EM What do you find makes a successful project?
DH My favourite projects and those I consider most successful are the ones in which the client gives us the freedom to propose new things, to learn and evolve with appropriate strategies and visual solutions that reflect our studio’s practice, our values, vision and personality.
Being able to create new characters and experiment with their shapes is something very enriching.
EM There seems to be no limit to the typographic experimentation that’s employed throughout your work. How do you work together to achieve this?
DH Type has always been present in my life in one way or another. I started at 13 painting graffiti and I have been drawing letters every day for many years. When I started taking my first steps as a designer, what I did most was experimental typography and lettering. When I painted graffiti what I liked most was the possibility to change styles every so often. As a designer, being able to vary the style in each project you carry out, being able to create new characters and experiment with their shapes is something very enriching.
At Bandiz, my colleague Beatriz Viegas is very passionate about type design. I prefer to work on paper, to play and create letterings. When we work together on projects we strike for a balance between both of us.
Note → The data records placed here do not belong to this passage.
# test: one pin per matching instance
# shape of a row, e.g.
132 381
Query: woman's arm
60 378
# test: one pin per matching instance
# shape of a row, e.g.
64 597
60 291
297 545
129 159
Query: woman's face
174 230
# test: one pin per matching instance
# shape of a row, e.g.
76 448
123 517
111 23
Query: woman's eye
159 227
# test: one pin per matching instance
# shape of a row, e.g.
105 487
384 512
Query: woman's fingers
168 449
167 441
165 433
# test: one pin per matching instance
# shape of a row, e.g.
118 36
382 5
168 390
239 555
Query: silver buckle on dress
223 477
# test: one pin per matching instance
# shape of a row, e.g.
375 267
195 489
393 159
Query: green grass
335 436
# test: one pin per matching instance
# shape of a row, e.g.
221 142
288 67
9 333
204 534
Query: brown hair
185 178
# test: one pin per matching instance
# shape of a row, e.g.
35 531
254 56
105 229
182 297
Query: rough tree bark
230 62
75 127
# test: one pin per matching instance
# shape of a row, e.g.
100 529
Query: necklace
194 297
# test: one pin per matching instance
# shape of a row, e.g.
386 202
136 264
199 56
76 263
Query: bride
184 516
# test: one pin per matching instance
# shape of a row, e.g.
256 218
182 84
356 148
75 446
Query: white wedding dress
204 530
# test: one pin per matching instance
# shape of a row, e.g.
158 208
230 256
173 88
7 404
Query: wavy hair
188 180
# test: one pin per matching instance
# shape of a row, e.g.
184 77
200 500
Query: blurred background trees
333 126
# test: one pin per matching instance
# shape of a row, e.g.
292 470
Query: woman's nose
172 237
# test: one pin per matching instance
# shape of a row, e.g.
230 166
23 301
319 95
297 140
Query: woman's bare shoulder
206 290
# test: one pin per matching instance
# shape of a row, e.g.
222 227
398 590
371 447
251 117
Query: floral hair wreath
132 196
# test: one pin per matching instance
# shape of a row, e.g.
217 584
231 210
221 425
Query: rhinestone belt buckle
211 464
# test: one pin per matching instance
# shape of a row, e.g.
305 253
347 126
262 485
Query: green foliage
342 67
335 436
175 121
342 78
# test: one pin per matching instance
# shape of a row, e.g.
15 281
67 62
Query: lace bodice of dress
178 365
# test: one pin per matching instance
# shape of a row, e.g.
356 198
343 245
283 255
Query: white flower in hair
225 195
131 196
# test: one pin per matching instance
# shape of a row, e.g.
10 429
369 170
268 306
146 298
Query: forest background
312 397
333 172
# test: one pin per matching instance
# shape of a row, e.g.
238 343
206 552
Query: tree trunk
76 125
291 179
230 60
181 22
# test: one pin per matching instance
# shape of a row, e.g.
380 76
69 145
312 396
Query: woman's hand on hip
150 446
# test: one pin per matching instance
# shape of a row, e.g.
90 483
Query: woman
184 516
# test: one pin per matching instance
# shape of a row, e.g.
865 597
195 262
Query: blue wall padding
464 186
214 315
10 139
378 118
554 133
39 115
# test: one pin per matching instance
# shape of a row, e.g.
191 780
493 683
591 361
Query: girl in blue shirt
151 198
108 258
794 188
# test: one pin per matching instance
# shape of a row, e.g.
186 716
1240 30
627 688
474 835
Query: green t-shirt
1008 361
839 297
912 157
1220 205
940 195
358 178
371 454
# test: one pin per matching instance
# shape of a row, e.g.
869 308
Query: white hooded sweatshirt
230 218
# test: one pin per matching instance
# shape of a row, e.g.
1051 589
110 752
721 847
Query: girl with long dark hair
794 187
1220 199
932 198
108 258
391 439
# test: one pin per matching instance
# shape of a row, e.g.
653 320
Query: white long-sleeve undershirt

Then, two of our colleagues who work in motion graphics and 3D sometimes get involved in the process to give movement and new finishes to the fonts we make.
EM Who or what do you look at for typographic inspiration?
DH I find a lot of inspiration in letterings from movie graphics of the 70s and 80s, psychedelic posters and the American underground comics of the 60s – Robert Crumb, Rick Griffin, Wes Wilson… On the other hand, I am also a big admirer of the fanzine/punk movement and the Japanese graphic design from the 80s and 90s.
EM What do you find inspires you and your work outside of design and music?
DH Contemporary art, industrial design, architecture and cinema.